Tom Petty delivers the goods for Providence
By Colin Woodard
The Tufts Daily - Monday, February 5, 1990

Tom Petty and the Heartbreakers treated the crowd at Thursday night's Providence show to an enjoyable evening tour of Petty's quarter-century accumulation of southern rock. Petty, confident and comfortable, sang from a stage adorned with medieval glaves, pillar-sized pole arms, a full suit of armor and a stuffed polar bear.

"Tonight is Mike Campbell's birthday," declared Petty early on at the spotlight passed over to Campbell, the Heartbreaker's lead guitarist. "Anything can happen on Mike's birthday."

A lot did happen on Mike's birthday, so much that many were curious if the lead guitarist would be celebrating another birthday when the band comes to Boston this month.

Birthday or not, the theme was Full Moon Fever, Petty's latest released, which has sucked him back onto the rock and roll scene after almost a three year break.
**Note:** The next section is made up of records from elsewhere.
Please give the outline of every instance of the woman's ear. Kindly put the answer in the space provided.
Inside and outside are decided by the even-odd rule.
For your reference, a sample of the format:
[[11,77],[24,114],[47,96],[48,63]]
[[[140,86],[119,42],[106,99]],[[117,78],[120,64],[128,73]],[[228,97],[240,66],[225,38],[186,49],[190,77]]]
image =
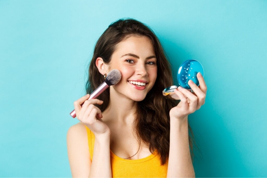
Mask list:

Petty played a variety of material -- new and old -- including "Refugee," "Free Falling," and his cover of "American Girl."

Following the Full Moon motif, during "Don't Come Around Here No More," Petty battled a suit of armor, which, after several gestures of his guitar, fell dead as the song ended. The crowd applauded his victory.

At one point, Petty opened an onstage chest, which emanated a blinding light. Reaching in, he pulled out a black top hat, his concert hallmark, which he wore for the duration of "Breakdown," one of the singles from his first LP in 1976. Later the group played an improvised boogie-woogie tune in honor of Campbell's birthday.

Petty has entered the nineties with a cause: Greenpeace is given quite a billing ("...make up your own mind, but for God's sake see what it's about first...") and followed it up with a dedication to Greenpeace and environmental consciousness.

But beyond Greenpeace, Mike's alleged birthday, and animated field plate, Petty was true to form -- rock and roll: rough, tough, energetic and hard as nails.

Lenny Kravitz opened for the Heartbreakers with a loud set of 60s-style rockers delivered in Hendrix-Prince fashion. Kravitz, best known as Lisa Bonet's husband, used his reggae curls as a prop once to often. He tried to make the audience believe he was more excited than he actually was, and ended up looking foolish as he fell into Hendrix-Prince spasms of exhaustion during the third song of his set.

"Remember," says Kravitz, "it's not 1960 -- it's nineteen f--king ninety!" It's nice of him to remind us what decade we're in, but judging from his performance, Lenny Kravitz may have been the only person in the Providence Civic Center who had a hard time keeping it straight.